Last Sunday's dinner which led to the Defenestration of Old Trafford, when Graham Gooch and Mike Gatting were tipped out of the window, had been planned for some time, but the script changed as the months went by. "This summer's been disastrous internationally. Absolutely disastrous," MacLaurin says. He and the ECB had thought of the Tests against New Zealand as a development series. "We wanted to take the opportunity to bring young people through, so that we would have an idea who to take to South Africa." He wanted young players to be able to prove themselves: "You can't be a one or two Test wonder. You can't prove anything in that time."

But familiar old faces were making final appearances as regularly as Dame Nellie Melba. MacLaurin cloaks his impatience, but it is not hard to detect: "We haven't been happy with the way things are going. It seemed to us in our discussions that we want responsibility to end with the people who are actually running the team."

That means the reign of the new coach, Duncan Fletcher, begins early, and it will be austere. From now on the England teams belongs to Nasser Hussain and Fletcher, with David Graveney, as chairman of selectors, doing the talent-spotting, and sifting advice from old professionals.

Ray Illingworth got rid of mobile phones and the team chaplain; Fletcher has more far-reaching plans. "When we interviewed him," MacLaurin recalls, "Duncan Fletcher said, `The captain and I will run things. I don't want coaches in the dressing room. I don't want sports psychologists or fitness trainers. I want only my team, my captain and the physio'."

MacLaurin is a frustrated man. His job is to secure the financial future of the game, and to reform the management, yet he is judged by England's unfathomable performances. "What I can't do is make the players perform to their best on a regular basis. Why aren't these people really up and motivated? Is it the selection policy? Has the chairman of selectors said, `You're very important to our side for the next couple of years?' If they get that job security, provided they perform, I think that will help."

A nucleus of England players will soon be contracted to the English Cricket Board rather than their counties - if MacLaurin gets the agreement of the 18 counties when the First Class Forum meets on 23 August. The elite squad will be smaller, however, than the 26 contracted to the Australian Cricket Board. "My view is that we need to protect people like Darren Gough," he says.

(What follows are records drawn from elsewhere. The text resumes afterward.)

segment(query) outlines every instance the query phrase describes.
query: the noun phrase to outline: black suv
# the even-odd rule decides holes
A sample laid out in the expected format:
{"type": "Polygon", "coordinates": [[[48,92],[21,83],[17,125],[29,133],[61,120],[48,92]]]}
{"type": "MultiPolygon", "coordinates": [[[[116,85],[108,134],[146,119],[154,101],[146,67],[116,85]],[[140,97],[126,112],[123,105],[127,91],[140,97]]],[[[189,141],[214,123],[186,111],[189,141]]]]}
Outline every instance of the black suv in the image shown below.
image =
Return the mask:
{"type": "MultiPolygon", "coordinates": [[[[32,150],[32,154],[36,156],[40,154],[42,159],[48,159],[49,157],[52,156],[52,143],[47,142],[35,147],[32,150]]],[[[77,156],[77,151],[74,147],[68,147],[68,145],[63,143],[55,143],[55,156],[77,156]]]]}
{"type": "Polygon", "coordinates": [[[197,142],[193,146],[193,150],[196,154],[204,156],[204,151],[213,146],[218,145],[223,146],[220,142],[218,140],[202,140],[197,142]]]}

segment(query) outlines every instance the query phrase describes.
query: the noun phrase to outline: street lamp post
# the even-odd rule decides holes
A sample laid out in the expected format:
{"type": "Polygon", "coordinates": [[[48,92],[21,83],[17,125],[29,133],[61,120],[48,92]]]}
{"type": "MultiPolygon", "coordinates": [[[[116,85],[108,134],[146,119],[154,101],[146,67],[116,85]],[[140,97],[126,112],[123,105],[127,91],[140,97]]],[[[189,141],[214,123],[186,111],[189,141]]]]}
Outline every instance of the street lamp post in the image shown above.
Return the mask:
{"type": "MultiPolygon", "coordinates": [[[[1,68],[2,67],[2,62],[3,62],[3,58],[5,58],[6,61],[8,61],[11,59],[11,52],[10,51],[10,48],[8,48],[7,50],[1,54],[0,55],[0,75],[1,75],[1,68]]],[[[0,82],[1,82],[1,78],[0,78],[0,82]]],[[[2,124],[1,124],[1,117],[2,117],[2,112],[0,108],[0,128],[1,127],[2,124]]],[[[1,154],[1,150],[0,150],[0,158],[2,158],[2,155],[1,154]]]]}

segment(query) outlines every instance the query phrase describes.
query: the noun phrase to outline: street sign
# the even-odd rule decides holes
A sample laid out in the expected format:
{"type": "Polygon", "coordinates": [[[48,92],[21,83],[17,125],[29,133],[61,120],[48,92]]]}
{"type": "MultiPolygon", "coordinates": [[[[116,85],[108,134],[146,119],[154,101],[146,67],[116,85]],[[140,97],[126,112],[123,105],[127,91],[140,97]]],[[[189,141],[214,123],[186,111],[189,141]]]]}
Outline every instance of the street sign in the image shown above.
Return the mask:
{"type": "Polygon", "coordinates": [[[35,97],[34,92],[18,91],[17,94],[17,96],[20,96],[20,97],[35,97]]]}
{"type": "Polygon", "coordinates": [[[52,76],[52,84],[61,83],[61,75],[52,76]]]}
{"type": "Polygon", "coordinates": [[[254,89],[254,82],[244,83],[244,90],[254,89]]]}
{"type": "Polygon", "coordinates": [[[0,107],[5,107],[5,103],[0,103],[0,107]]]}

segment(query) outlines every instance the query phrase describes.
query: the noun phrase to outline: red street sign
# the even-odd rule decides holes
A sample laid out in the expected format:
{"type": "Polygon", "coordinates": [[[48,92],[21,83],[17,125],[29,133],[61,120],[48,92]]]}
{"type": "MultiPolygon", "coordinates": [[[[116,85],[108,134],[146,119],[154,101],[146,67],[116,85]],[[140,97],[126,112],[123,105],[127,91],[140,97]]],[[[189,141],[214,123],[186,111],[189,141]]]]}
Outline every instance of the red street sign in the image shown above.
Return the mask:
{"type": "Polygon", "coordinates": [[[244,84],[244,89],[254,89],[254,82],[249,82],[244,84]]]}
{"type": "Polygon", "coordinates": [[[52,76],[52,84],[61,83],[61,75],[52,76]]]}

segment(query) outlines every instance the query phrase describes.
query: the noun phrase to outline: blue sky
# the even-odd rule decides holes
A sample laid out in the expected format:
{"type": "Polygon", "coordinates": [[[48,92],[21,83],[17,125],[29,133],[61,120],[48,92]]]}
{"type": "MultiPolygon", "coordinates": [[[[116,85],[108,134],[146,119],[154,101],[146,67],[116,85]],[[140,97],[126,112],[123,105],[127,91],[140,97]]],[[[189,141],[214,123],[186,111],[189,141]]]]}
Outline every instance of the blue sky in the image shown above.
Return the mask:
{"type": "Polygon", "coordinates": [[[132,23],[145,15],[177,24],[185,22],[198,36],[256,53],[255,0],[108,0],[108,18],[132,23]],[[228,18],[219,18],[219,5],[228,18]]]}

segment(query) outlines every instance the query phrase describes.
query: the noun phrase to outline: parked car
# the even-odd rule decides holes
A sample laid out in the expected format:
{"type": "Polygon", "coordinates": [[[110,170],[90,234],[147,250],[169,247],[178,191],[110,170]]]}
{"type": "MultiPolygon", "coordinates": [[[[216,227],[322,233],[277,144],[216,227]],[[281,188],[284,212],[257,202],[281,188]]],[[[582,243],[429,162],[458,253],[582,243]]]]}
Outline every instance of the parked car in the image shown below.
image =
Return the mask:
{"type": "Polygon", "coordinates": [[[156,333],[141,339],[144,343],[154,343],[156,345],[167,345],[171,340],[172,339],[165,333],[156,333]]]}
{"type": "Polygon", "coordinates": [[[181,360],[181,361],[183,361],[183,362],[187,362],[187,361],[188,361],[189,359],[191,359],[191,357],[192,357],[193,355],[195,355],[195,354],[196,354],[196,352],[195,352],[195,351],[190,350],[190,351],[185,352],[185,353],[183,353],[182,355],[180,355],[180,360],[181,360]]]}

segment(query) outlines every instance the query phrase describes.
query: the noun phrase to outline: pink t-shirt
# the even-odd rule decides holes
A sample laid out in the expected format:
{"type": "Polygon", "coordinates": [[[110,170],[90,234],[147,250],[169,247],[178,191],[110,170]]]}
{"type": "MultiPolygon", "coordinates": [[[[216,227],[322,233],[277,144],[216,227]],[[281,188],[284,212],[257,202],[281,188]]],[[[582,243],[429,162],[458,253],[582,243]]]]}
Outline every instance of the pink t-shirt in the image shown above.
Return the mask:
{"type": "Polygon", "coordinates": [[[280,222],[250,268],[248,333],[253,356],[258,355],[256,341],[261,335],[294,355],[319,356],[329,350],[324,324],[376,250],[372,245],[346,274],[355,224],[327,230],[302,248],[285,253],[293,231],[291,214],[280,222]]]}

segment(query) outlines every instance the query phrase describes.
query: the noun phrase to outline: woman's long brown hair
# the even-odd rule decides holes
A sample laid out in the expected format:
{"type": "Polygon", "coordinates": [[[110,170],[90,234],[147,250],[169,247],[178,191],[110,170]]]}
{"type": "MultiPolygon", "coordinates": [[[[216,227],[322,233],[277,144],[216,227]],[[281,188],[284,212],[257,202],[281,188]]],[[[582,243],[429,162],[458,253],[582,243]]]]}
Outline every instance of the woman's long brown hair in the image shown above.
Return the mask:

What he would like to concentrate on is remodelling the management of English cricket. "In business terms, the management of the game is badly flawed." Presently, the ECB's management board must consult all 18 counties before dotting i's and crossing t's. "What I hope we will do before my time ends in 18 months is to have a management board which is charged with running the game." He envisages a board of 16 in which a number of county chairmen or chief executives are elected on a rotational basis, like the board of a plc.

There is a low buzz on the county circuit that the ECB would like to reduce the number of counties. MacLaurin shies away from it. "If you were to start from scratch now, you'd have 12 first-class counties. I think at the end of the day those discussions will take place, but it would be ridiculous to start talking about it now. For the moment, it's absolutely sacrosanct that 18 counties are there, and for the present there will be no talk about counties amalgamating." The message is clear, but count the number of qualifications.

Lord MacLaurin and the ECB have been taking heavy flak recently: the criticism is that the ECB is overmanned, bureaucratic, too business-like, not business-like enough. It does not cause him to regret taking the job, though he clearly does not like reading the criticism: "If you mark us out of 100, you would give us about 60, which shows there is a hell of a way to go. Everyone focuses on the national side, and, at the end of the day, we'll be judged by its success. That's fair enough, but we've got more youngsters playing cricket than ever before. We're weaning kids from Kwik cricket to the hard-ball game. We've got six centres of excellence, and club cricket has done well. People shouldn't run away with the idea that everything's absolutely bloody awful. It's not all gloom and doom."